The Tower of London has a tower, called the White Tower, built by William the Conqueror. On the 2nd floor of the White Tower is a small Norman chapel, called the Chapel of Saint John. It is bare and simple, built entirely of stone with 12 stone pillars and a vaulted ceiling. Cool silvery light enters the room from the arched windows.
Knights used to keep all-night vigils in this chapel before appearing before the king and being commissioned. It is very silent, very still, and quite ancient—almost 1,000 years old. You cannot enter it without being struck by feelings of purity and peace and sacredness. It is the sort of place that upon entering, you would instinctively lower your voice. It is a place of reverence.

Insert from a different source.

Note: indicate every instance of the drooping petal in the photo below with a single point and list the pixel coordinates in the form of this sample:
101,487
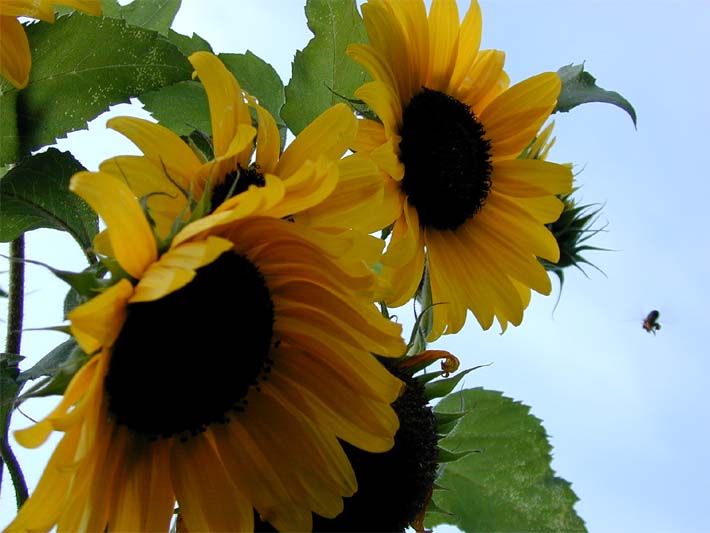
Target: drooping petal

But that is not all there is in the White Tower. There is another place, called the Little Ease, a torture dungeon, measuring only 4’ x 4’ x 4’, used by Bloody Mary, the Queen of England who persecuted believers in Jesus. Because of its size, a prisoner couldn’t stand nor lie down, but was forced to remain in a crouched position for days before being brought out for examination and manacles, the rack, or some other form of torture.
It was dark, uncomfortable and confined. In fact, that’s where it got its name; the dungeon of “Little Ease.” This windowless cell has a heavy oak door that shuts out all ventilation, all light. The prisoner would experience increasing agony until freed from the suffocating blackness.
There is almost no room to move,
no air to breathe, no light to see.
Frederick Buechner used this illustration of the White Tower to illustrate the battle between truth and the lies we believe. Between having an identity firmly rooted in Jesus and an identity built on anything else, such as our achievements, performance, looks, or even the reaction to our latest Instagram post.
As I read Buechner’s illustration, I realized something. I’ve lived in both places, the Chapel of Saint John and the Little Ease. I’ve experienced remarkable freedom in Christ, but also the suffocating blackness of lies I’ve believed.
Most, if not all of us, have, within ourselves, a Little Ease. It is some belief about God, about ourselves, or about our lives, that keeps us confined. Our Little Ease was created stone by stone by the failures of our lives, by the arrows of our upbringing, by the accusations we’ve believed. It is a place of condemnation, of self-criticism, even of lowly, dark thoughts of God.
And it is no place for a follower of Jesus.
Everyday, life in the White Tower can be spent in either place, the Chapel of Saint John, or in the Little Ease, depending on what we believe to be true, what we let sink deep inside.
What liberating, soul-restoring truth will you embrace today, in light of the cross of Christ?